The Order of Blood and Ruin is the final book in the Magic on Main Street urban fantasy trilogy, and is part of the Magiford Supernatural City world. This series is packed with humor, magical fights, and a sweet, slow burn romance between a slayer who battles social anxiety and a vampire who is sick of his immortality.

Spiritual Content

A few references to souls are as spiritual as The Order of Blood and Ruin gets.

As far as magic goes, The Order of Blood and Ruin takes place in the Magiford Supernatural City world (also seen in Hall of Blood and Mercy and Court of Midnight and Deception), a world inhabited by wizards, vampires, werewolves, fae, and — until a couple of hundred years ago — elves. (There are dragon shifters in the world, too.) All of them have varying magical abilities (as described below). 
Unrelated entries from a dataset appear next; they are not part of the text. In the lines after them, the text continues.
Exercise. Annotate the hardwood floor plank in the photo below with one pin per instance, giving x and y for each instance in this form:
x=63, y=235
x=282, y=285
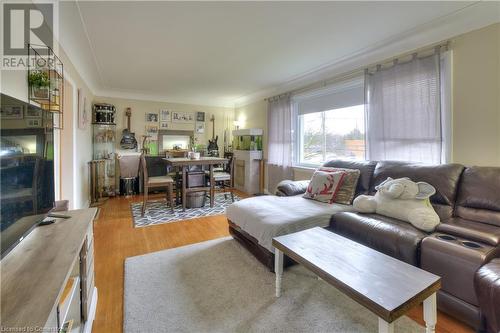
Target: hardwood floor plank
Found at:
x=115, y=239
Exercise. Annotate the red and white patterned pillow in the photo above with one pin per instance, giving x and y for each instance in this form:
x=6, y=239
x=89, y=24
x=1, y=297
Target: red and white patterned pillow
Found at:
x=324, y=186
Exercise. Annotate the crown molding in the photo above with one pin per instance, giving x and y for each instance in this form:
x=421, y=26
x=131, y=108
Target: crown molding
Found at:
x=141, y=96
x=472, y=17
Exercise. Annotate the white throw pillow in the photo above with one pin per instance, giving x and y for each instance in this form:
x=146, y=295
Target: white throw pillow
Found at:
x=324, y=186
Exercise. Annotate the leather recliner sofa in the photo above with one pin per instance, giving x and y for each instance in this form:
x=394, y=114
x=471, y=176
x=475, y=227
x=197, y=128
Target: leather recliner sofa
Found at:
x=467, y=201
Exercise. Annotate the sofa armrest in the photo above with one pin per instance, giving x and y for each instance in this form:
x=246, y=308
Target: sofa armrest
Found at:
x=287, y=188
x=487, y=284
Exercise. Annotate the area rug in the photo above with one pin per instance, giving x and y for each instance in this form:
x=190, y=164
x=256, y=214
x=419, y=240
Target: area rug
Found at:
x=158, y=212
x=217, y=286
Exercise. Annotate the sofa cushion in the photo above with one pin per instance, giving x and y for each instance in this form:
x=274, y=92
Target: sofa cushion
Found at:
x=288, y=188
x=324, y=186
x=393, y=237
x=472, y=230
x=456, y=261
x=365, y=167
x=347, y=189
x=443, y=177
x=487, y=283
x=478, y=196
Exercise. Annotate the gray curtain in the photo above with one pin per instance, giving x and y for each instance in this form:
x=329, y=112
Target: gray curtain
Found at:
x=403, y=111
x=280, y=132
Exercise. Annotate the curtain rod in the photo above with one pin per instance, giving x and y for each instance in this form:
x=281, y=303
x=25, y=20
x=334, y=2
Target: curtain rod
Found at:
x=443, y=44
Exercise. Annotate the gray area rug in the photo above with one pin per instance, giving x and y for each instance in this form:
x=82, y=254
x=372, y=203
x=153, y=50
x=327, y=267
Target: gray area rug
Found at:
x=158, y=212
x=217, y=286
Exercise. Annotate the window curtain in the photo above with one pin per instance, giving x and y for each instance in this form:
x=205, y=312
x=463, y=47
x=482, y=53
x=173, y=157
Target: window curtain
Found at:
x=280, y=128
x=403, y=111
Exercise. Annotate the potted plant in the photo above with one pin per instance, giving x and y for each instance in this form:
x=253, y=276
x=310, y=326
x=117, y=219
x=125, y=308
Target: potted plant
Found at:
x=39, y=83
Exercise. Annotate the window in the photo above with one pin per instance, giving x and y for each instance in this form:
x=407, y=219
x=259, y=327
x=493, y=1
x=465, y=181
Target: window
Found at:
x=330, y=124
x=338, y=133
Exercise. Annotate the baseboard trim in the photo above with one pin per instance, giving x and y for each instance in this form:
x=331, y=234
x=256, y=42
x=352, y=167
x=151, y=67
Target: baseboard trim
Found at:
x=93, y=308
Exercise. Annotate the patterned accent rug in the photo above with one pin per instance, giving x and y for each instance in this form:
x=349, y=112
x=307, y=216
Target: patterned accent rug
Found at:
x=158, y=212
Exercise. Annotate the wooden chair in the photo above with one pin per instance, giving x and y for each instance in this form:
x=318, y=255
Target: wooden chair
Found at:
x=155, y=182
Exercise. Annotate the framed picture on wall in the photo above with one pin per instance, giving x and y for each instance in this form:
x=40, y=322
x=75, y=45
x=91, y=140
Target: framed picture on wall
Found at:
x=34, y=122
x=165, y=115
x=200, y=127
x=152, y=117
x=183, y=117
x=57, y=120
x=11, y=111
x=200, y=116
x=32, y=112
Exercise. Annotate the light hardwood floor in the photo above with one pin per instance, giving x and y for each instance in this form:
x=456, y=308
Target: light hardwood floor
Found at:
x=116, y=239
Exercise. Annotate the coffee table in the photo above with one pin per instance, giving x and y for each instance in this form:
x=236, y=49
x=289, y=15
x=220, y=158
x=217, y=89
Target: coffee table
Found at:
x=384, y=285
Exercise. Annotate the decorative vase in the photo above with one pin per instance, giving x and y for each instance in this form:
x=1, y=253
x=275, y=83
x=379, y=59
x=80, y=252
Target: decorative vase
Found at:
x=40, y=92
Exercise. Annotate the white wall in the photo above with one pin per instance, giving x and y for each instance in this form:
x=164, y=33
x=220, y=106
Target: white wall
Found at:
x=223, y=118
x=76, y=190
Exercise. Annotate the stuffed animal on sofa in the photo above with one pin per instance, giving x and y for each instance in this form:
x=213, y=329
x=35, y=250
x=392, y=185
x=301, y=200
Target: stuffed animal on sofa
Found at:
x=402, y=199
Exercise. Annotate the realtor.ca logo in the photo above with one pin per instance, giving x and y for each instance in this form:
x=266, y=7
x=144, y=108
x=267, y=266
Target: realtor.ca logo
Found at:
x=24, y=24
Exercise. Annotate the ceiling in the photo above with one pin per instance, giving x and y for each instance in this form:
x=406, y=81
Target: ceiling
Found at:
x=216, y=53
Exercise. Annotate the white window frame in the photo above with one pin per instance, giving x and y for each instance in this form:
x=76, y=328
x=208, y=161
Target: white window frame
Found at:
x=298, y=142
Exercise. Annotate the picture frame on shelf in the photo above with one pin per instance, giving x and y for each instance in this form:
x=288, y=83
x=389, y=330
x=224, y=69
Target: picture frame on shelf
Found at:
x=12, y=111
x=151, y=129
x=151, y=117
x=183, y=117
x=32, y=112
x=165, y=115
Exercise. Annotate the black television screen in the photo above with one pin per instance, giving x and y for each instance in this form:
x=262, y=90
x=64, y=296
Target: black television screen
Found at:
x=26, y=169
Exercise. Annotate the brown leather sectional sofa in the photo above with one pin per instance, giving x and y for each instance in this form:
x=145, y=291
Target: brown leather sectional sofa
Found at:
x=467, y=200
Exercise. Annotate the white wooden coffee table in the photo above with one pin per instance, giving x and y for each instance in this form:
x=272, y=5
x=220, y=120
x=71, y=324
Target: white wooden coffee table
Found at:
x=384, y=285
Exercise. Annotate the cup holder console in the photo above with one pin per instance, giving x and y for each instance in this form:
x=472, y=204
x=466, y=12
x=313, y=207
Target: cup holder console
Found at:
x=446, y=237
x=466, y=243
x=471, y=245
  • Wizards have magical houses and the ability to “bend the elements to our will — like fire, wind, water, you get the point — and fight or defend with raw magic.’ (Quoted from Hall of Blood and Mercy #1.)
  • “The fae are in a similar but opposite position. Since they have to use things to channel the magic for them, they can use magic for things like sealing powers, disguises, embedding a spell in an item, a strain of hypnosis, and so on.” (Quoted from Hall of Blood and Mercy #1.)
  • Vampires are typical vampires, except sunlight only makes them weaker and uncomfortable. They have enhanced senses and are faster than werewolves but not as strong.
  • Werewolves are typical werewolves who can shift at will. They, like vampires, have enhanced senses. (See difference above.)
  • Though elves aren’t present, certain elven artifacts and spells are around. Due to the elves’ ability to create magic simply by existing, elven items are extremely powerful and have varying effects.
  • Dragon shifters are the only shifters capable of casting magic.


Most violence in The Order of Blood and Ruin revolves around Jade’s job as a member of the Curia Cloisters’ Magical Response Task Force, including suppressing werewolves who were “attacking a dwarf on Main Street” and three fae fights (one leads to a kidnapping and one happens off-page), battling a dragon shifter (twice), and the suppression of some House Tellier wizards. Aside from that, there is a battle between vampire slayers and a group of mercenary fae, vampires, and werewolves and Considine and Jade mention repaying a favor by going to Iowa to “stalk ravenous vampires.”

Drug And Alcohol Content 

Jade thinks about making a Christmas cocktail,  Considine mentions drunk wizards and wine bars, and champagne and wine are consumed at a vampire gala, but those are the only references to drugs or alcohol throughout The Order of Blood and Ruin.

Sexual Content

There are 19 kisses between Considine and Jade: 6 descriptive and 13 non-descriptive.

Swearing Or Foul Language

  • Two uses of h-ll

My Take On The Order of Blood and Ruin by K. M. Shea

Finally, a Magic on Main Street book that lives up to the stellar reputation K. M. Shea earned with the first Magiford trilogy! I kinda wish she had split The Order of Blood and Ruin in half and used the first half to replace a lot of the fluff from book two, but, hey, better late than never.

About K. M. Shea

K. M. Shea is a fantasy-romance author who never quite grew out of adventure books or fairy tales, and still searches closets in hopes of stumbling into Narnia. She is addicted to sweet romances, witty characters, and happy endings.